“Don’t you know, little fool, you never can win?
Why not use your mentality – step up, wake up to reality?”
Written by Cole Porter in 1936, “I’ve Got You Under My Skin” became a signature song for Frank Sinatra after he sang it on his weekly radio show in 1946. The swinging big-band version that most fans recognize came about ten years later, arranged by Nelson Riddle.
In his biography, Sinatra: The Chairman, author James Kaplan shares the story behind what some have called Sinatra’s greatest work:
Sinatra’s usual method with Riddle when planning out arrangements was to sketch out ideas verbally—“make it sound like Puccini”; “give me some Brahms in bar eight”—while Nelson took rapid notes. All this usually happened well in advance of recording. In this case, with one day’s notice, Frank told Riddle, about “I’ve Got You Under My Skin”: “I want a long crescendo.”
“I don’t think he was aware of the way I was going to achieve that crescendo,” Riddle later said, “but he wanted an instrumental interlude that would be exciting and carry the orchestra up and then come on down where he would finish out the arrangement vocally.”

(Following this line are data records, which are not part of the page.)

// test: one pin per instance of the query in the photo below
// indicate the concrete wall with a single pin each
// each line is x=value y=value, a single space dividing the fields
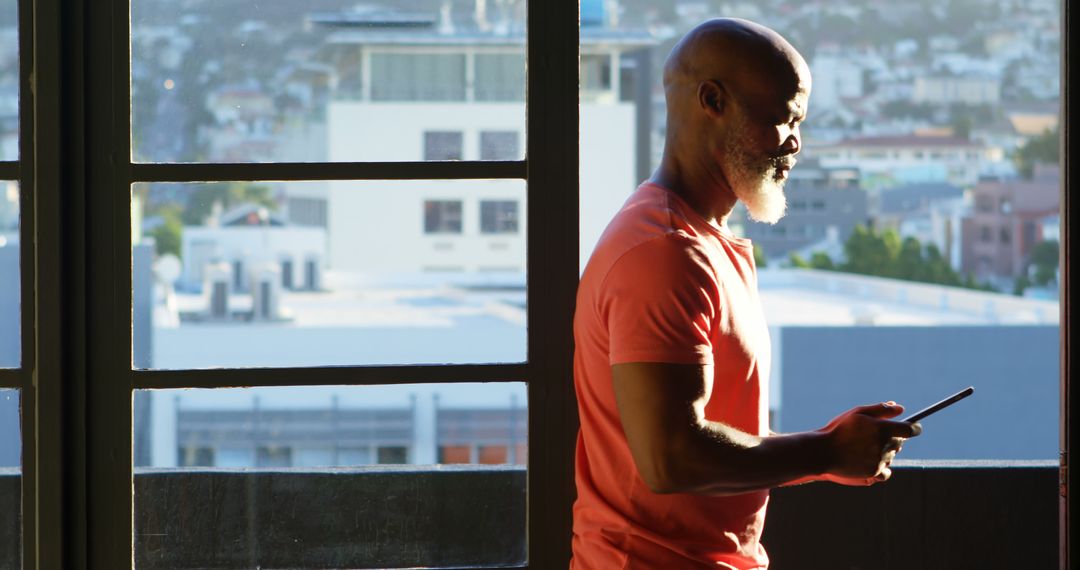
x=1012 y=415
x=9 y=306
x=11 y=447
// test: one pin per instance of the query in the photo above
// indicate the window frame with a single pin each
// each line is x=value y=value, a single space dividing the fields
x=75 y=351
x=77 y=425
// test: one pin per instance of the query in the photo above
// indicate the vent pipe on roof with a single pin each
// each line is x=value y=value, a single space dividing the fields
x=481 y=15
x=446 y=18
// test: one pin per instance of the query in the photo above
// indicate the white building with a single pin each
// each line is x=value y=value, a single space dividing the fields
x=247 y=239
x=972 y=89
x=485 y=422
x=445 y=90
x=891 y=160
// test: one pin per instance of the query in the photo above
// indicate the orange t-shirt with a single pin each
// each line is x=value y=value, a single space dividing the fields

The arranger’s mind turned immediately to one of his masters, Maurice Ravel, and the French composer’s great and sensuous ballet, Boléro. Riddle has written of the piece’s “absolutely tantalizing slow addition of instruments to this long, long crescendo, which is really the message of Boléro…. [I]t is excruciating in its deliberately slow addition of pressure. Now that’s sex in a piece of music.”